Restrukturisasi Jiwasraya Dinilai Jadi Contoh Penyelesaian Gagal Bayar
penyelamatan polis PT Asuransi Jiwasraya (Persero) melalui restrukturisasi bisa menjadi contoh baik dalam penyelesaian kasus gagal bayar
Penulis: Seno Tri Sulistiyono
Editor: Sanusi
Laporan Wartawan Tribunnews.com, Seno Tri Sulistiyono
TRIBUNNEWS.COM, JAKARTA - Pakar asuransi Kornelius Simanjuntak menilai, program penyelamatan polis PT Asuransi Jiwasraya (Persero) melalui restrukturisasi bisa menjadi contoh baik dalam penyelesaian kasus gagal bayar di industri asuransi.

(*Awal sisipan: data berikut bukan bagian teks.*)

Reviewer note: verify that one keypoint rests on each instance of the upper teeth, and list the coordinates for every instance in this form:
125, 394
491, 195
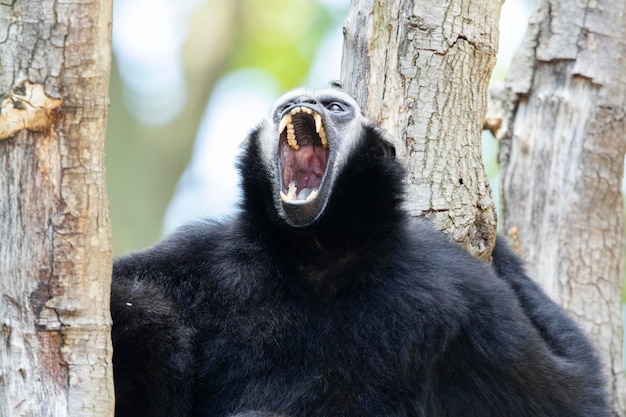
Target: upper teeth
287, 122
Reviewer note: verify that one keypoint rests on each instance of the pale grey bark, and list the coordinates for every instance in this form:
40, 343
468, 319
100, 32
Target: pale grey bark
421, 70
55, 250
560, 119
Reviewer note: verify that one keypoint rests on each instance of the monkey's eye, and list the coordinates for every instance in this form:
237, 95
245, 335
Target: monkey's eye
334, 107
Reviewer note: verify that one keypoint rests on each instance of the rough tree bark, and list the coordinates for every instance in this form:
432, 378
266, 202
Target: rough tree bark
55, 251
560, 120
421, 69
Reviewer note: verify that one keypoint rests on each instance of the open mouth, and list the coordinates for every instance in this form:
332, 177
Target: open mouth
303, 155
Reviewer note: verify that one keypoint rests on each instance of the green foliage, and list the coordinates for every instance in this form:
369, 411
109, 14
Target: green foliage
144, 162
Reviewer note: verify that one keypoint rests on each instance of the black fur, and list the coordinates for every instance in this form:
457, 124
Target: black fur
363, 312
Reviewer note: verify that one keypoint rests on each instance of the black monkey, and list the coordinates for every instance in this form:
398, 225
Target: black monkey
323, 298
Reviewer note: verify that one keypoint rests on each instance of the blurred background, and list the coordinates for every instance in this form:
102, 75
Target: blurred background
190, 78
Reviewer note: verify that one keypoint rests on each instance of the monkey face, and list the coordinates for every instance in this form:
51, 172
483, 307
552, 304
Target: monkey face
305, 144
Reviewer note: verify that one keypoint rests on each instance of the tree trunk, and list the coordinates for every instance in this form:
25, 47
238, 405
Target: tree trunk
55, 251
562, 130
421, 70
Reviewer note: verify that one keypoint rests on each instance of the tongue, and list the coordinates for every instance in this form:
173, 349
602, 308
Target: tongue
305, 167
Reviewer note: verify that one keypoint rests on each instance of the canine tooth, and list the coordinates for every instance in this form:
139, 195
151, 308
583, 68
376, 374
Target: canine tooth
291, 192
283, 123
323, 137
312, 195
318, 122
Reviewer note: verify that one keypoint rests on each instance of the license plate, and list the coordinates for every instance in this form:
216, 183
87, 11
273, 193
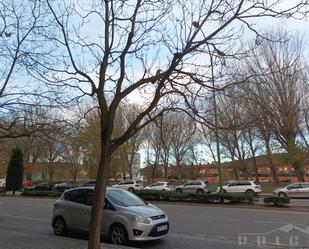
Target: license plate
162, 228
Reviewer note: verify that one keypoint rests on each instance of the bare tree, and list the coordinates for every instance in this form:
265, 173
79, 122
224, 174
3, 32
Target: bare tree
183, 129
278, 70
146, 48
20, 22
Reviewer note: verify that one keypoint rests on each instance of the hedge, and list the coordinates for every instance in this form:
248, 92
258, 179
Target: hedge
42, 193
193, 198
169, 196
276, 201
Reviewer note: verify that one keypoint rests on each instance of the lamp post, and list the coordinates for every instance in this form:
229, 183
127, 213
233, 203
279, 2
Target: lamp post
216, 121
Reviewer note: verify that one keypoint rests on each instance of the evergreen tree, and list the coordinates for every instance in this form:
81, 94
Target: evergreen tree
15, 171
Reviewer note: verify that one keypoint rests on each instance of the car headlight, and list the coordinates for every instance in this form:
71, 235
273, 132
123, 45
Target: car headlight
140, 219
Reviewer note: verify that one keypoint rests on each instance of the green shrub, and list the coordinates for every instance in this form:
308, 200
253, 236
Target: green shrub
276, 201
41, 193
194, 198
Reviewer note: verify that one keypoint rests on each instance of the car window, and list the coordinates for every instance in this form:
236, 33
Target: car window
233, 184
124, 198
305, 185
82, 196
244, 183
160, 183
295, 186
196, 183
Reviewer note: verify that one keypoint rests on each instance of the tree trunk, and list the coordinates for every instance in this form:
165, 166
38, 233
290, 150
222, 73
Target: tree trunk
235, 169
299, 173
272, 166
99, 196
256, 169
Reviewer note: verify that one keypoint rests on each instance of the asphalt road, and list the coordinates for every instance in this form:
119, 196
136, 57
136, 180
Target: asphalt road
25, 224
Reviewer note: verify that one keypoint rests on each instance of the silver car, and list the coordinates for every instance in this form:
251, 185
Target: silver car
163, 186
125, 216
298, 189
196, 186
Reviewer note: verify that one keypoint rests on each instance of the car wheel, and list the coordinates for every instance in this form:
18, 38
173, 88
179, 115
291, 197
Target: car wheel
60, 227
250, 192
282, 194
200, 191
131, 190
118, 235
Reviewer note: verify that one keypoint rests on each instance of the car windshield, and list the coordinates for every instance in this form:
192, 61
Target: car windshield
124, 198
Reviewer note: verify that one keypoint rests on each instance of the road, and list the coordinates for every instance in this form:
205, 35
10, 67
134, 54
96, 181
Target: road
25, 224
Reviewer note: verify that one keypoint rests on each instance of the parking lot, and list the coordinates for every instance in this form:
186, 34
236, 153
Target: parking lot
25, 224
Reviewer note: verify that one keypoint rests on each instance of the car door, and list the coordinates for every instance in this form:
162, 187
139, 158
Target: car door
305, 190
232, 187
186, 187
107, 217
194, 186
294, 190
79, 208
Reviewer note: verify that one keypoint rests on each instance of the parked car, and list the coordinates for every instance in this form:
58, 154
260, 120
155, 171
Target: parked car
42, 187
196, 186
125, 215
90, 183
298, 189
163, 186
61, 187
245, 187
2, 183
130, 185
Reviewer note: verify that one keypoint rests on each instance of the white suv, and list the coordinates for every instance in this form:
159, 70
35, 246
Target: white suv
246, 187
130, 185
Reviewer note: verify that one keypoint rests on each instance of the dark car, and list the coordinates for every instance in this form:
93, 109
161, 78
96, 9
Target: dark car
42, 187
90, 183
61, 187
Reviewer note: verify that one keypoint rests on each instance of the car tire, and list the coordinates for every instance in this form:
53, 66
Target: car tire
118, 234
282, 194
131, 190
250, 192
200, 191
60, 226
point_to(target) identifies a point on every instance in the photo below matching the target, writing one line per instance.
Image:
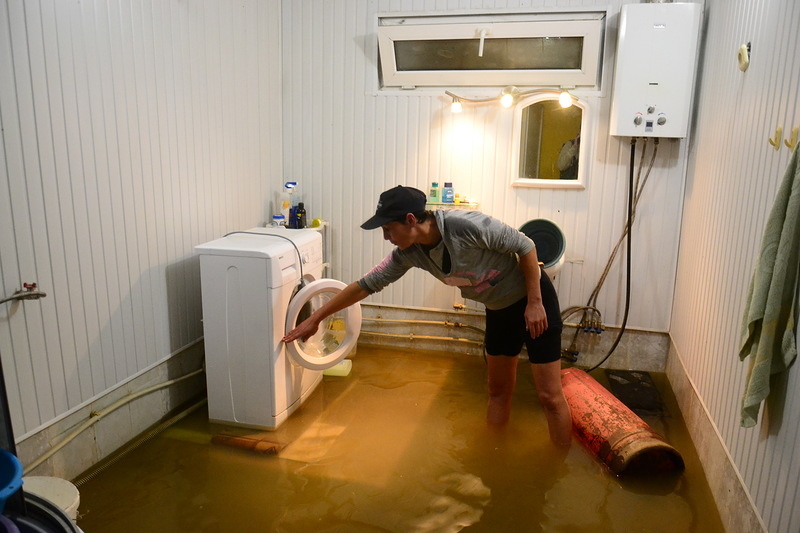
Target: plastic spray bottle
(283, 202)
(448, 194)
(434, 195)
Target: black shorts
(506, 330)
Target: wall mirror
(549, 143)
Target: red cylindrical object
(614, 433)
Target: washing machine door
(337, 334)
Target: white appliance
(250, 283)
(655, 69)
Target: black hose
(627, 261)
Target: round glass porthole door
(337, 334)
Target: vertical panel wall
(346, 141)
(733, 178)
(132, 131)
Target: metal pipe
(411, 336)
(96, 416)
(28, 292)
(425, 322)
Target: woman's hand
(535, 318)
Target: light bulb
(508, 95)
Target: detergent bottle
(283, 203)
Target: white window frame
(590, 26)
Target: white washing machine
(250, 283)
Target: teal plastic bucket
(10, 477)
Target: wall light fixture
(509, 96)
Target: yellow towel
(770, 313)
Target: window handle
(480, 46)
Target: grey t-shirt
(483, 259)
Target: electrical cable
(296, 249)
(627, 259)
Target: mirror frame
(584, 156)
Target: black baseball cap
(394, 204)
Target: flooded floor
(399, 445)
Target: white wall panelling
(733, 177)
(348, 141)
(133, 130)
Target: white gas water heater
(656, 62)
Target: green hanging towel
(768, 329)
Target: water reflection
(400, 445)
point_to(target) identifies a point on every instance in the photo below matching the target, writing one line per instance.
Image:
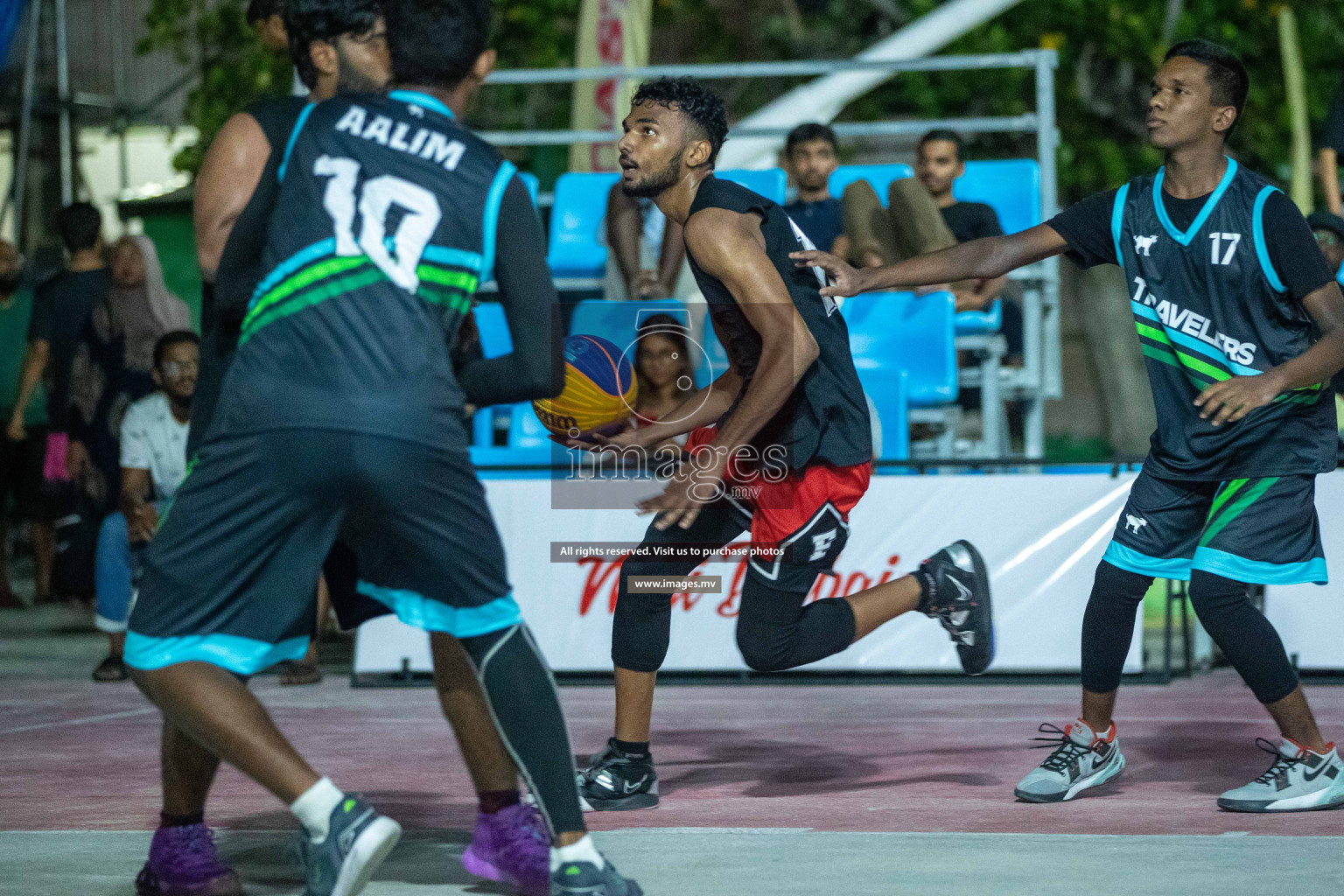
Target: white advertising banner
(1040, 535)
(1309, 617)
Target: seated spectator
(60, 309)
(647, 253)
(664, 369)
(22, 459)
(113, 363)
(810, 156)
(922, 216)
(153, 464)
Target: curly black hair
(436, 42)
(308, 20)
(692, 100)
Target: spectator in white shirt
(153, 464)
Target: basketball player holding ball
(790, 416)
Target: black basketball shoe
(956, 592)
(616, 780)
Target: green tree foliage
(234, 67)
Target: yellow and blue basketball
(598, 387)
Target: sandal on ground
(110, 669)
(298, 673)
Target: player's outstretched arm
(1231, 399)
(226, 182)
(977, 260)
(536, 368)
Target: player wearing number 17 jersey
(341, 416)
(1242, 326)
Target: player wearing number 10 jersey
(341, 416)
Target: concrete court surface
(767, 790)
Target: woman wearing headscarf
(113, 364)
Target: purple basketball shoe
(512, 846)
(183, 863)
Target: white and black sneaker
(617, 780)
(956, 592)
(1298, 780)
(1081, 760)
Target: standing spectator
(60, 309)
(153, 464)
(810, 155)
(113, 364)
(20, 461)
(647, 254)
(1328, 153)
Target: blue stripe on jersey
(492, 216)
(1190, 341)
(241, 655)
(416, 610)
(449, 256)
(423, 100)
(1203, 214)
(1260, 571)
(292, 263)
(1258, 234)
(1117, 220)
(1132, 560)
(293, 136)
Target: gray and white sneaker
(1080, 760)
(1298, 780)
(358, 841)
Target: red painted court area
(77, 755)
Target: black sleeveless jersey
(383, 228)
(1208, 305)
(827, 416)
(225, 301)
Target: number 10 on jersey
(396, 254)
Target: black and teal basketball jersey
(827, 416)
(383, 228)
(1208, 305)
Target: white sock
(581, 852)
(315, 808)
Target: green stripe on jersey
(318, 293)
(1236, 508)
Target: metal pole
(1042, 308)
(67, 193)
(118, 90)
(20, 163)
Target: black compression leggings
(1223, 607)
(776, 632)
(527, 712)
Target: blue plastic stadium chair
(988, 320)
(620, 321)
(770, 183)
(576, 222)
(887, 391)
(879, 176)
(524, 430)
(494, 329)
(1008, 186)
(531, 183)
(905, 332)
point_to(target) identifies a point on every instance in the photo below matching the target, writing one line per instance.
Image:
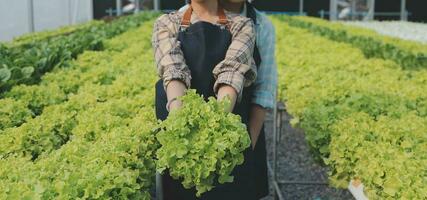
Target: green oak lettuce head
(201, 143)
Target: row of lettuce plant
(366, 118)
(408, 54)
(27, 63)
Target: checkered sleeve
(238, 69)
(169, 57)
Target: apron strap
(186, 19)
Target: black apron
(204, 46)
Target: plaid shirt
(238, 69)
(266, 81)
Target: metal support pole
(159, 187)
(353, 10)
(275, 120)
(91, 15)
(31, 27)
(157, 5)
(119, 7)
(403, 14)
(301, 7)
(371, 12)
(137, 9)
(333, 10)
(70, 12)
(76, 11)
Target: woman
(204, 49)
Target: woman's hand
(227, 91)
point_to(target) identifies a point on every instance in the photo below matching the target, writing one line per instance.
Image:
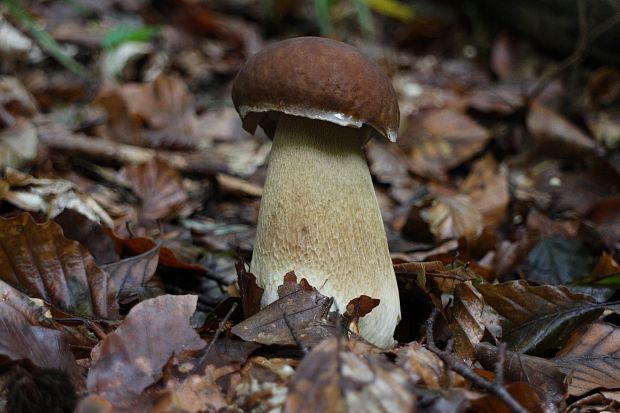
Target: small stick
(201, 364)
(456, 365)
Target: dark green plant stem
(42, 37)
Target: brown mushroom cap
(316, 78)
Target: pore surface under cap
(316, 78)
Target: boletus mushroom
(320, 101)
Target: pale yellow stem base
(320, 218)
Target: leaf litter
(129, 196)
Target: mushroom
(320, 101)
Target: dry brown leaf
(332, 380)
(522, 392)
(134, 355)
(556, 136)
(22, 336)
(488, 190)
(443, 140)
(605, 126)
(591, 359)
(251, 293)
(606, 217)
(454, 216)
(129, 276)
(263, 383)
(541, 317)
(48, 196)
(14, 97)
(160, 188)
(158, 114)
(37, 258)
(193, 394)
(298, 317)
(18, 145)
(88, 233)
(470, 316)
(541, 374)
(424, 366)
(604, 86)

Dia mencontohkan kasus gagal bayar yang terjadi di Bakrie Life, Bumi Asih Jaya, di mana penyelesaian kasus gagal bayar itu dilakukan dengan cara melikuidasi atau mempailitkan perusahaan.
“Apa yang terjadi dengan mempailitkan perusahaan? Pemegang polis tidak mendapatkan apa-apa, luntang lantung. Justru kurator yang makan uangnya. Soal restrukturisasi Jiwasraya yang terbaik dan saya bukan membela pemerintah tetapi pandangan saya objektif dalam kajian hukum dan bisnis asuransi,” terang Kornelius, Rabu (28/4/2021).
Baca juga: Tim Percepatan Restrukturisasi Jiwasraya: 25 Persen Pemegang Polis Ritel Tidak Teridentifikasi
Menurutnya, restrukturisasi Jiwasraya sudah sesuai dengan aturan yang berlaku, yaitu Peraturan Otoritas Jasa Keuangan (POJK) Nomor 71 tahun 2016 tentang Kesehatan Keuangan Perusahaan Asuransi dan Perusahaan Reasuransi.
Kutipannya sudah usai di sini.